Poverty alone does not turn people into suicide bombers, and it is an “ethnocentric fallacy” that demand for consumer goods will transform fundamental values and ideas, observes Smith, a scholar at the Hudson Institute. The real problem, he writes, is that Arab societies do not want to be democracies.
Formerly a journalist, Smith spent eight years working in the Middle East trying to understand why New York, his home city, was attacked on September 11. His book—a combination of analysis and well written personal accounts from the region—offers an answer that may be unpleasant to hear, as it goes against notions about people that Americans hold as universal. Such notions, Smith explains, are misguided, making his book relevant to our understanding of the region.
Smith took his book title from Osama bin Laden’s observation, “When people see a strong horse and a weak horse, by nature, they will like the strong horse.” The title should not be confused with the idea that Arabs only understand force. Smith argues instead that the political culture of the Middle East is simply such that power can only be changed through violence or inheritance, and violence is, therefore, an inseparable element of the region’s political dynamics.
Many Americans assume that everyone thinks as they do. For instance, while shocking to many Americans, the use of violence to fulfill a political goal is nothing out of the ordinary to most people outside the United States. This flawed American thinking leads officials to conclude wrongly that rogue agents alone are responsible for terror, relieving Arab governments and societies of responsibility.

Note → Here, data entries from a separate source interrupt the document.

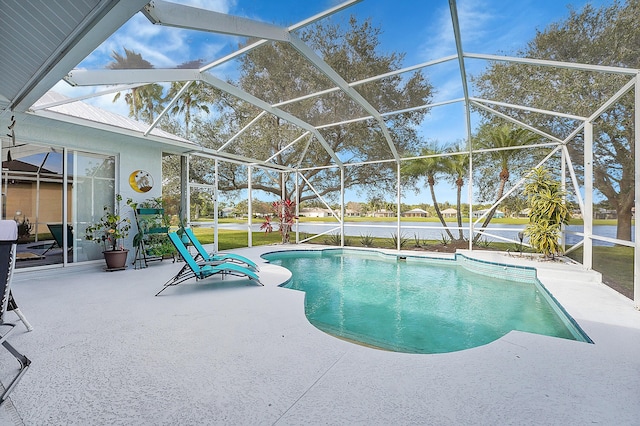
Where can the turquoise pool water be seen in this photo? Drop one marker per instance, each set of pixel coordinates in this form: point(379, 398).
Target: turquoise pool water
point(420, 306)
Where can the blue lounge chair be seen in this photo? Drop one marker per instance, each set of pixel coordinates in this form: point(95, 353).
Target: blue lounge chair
point(8, 239)
point(192, 269)
point(225, 257)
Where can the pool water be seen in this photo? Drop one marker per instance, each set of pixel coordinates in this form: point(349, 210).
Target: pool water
point(417, 307)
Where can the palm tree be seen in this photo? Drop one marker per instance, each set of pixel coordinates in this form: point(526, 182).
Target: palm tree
point(503, 138)
point(457, 167)
point(196, 97)
point(145, 99)
point(429, 166)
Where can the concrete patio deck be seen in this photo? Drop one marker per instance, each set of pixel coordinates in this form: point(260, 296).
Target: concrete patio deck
point(106, 351)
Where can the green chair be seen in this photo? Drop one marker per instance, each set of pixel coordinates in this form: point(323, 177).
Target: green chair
point(224, 257)
point(192, 269)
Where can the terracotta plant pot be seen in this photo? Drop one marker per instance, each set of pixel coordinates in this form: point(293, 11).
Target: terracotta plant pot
point(116, 259)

For Smith, clashes between different groups in the region drive the political dynamics of the Middle East, more so than the region’s relationship with the West or the Israeli-Arab conflict. He sees Arab societal structure as the ultimate source of the region’s problems; it produces a mindset that punishes free thought and does not value individual rights. The United States, he observes, is hated in the Middle East for what it is not—Arab or Muslim.
True, there are Arabs who do want democracy. But Lee describes how isolated they are and how severely their societies punish them. The mentality Smith describes is not limited to the Middle East. It is the same outlook that pervaded the Soviet Union and, today, Russia. While Smith does not make this comparison, it nonetheless proves his point: Despite all the jobs, technology, and official talk about engagement with the West, Russia has not been able to move away from political authoritarianism, largely because there was no real change in the Russian understanding of what a liberal democracy is. The Arabs, too, seem only to desire the “shiny gloss” of American culture, namely the Internet and iPhones, but not the American ideals of democracy and individual rights.
However unpleasant the truth may be, Smith’s book is timely, important, highly readable, and essential to anyone interested in Middle East politics.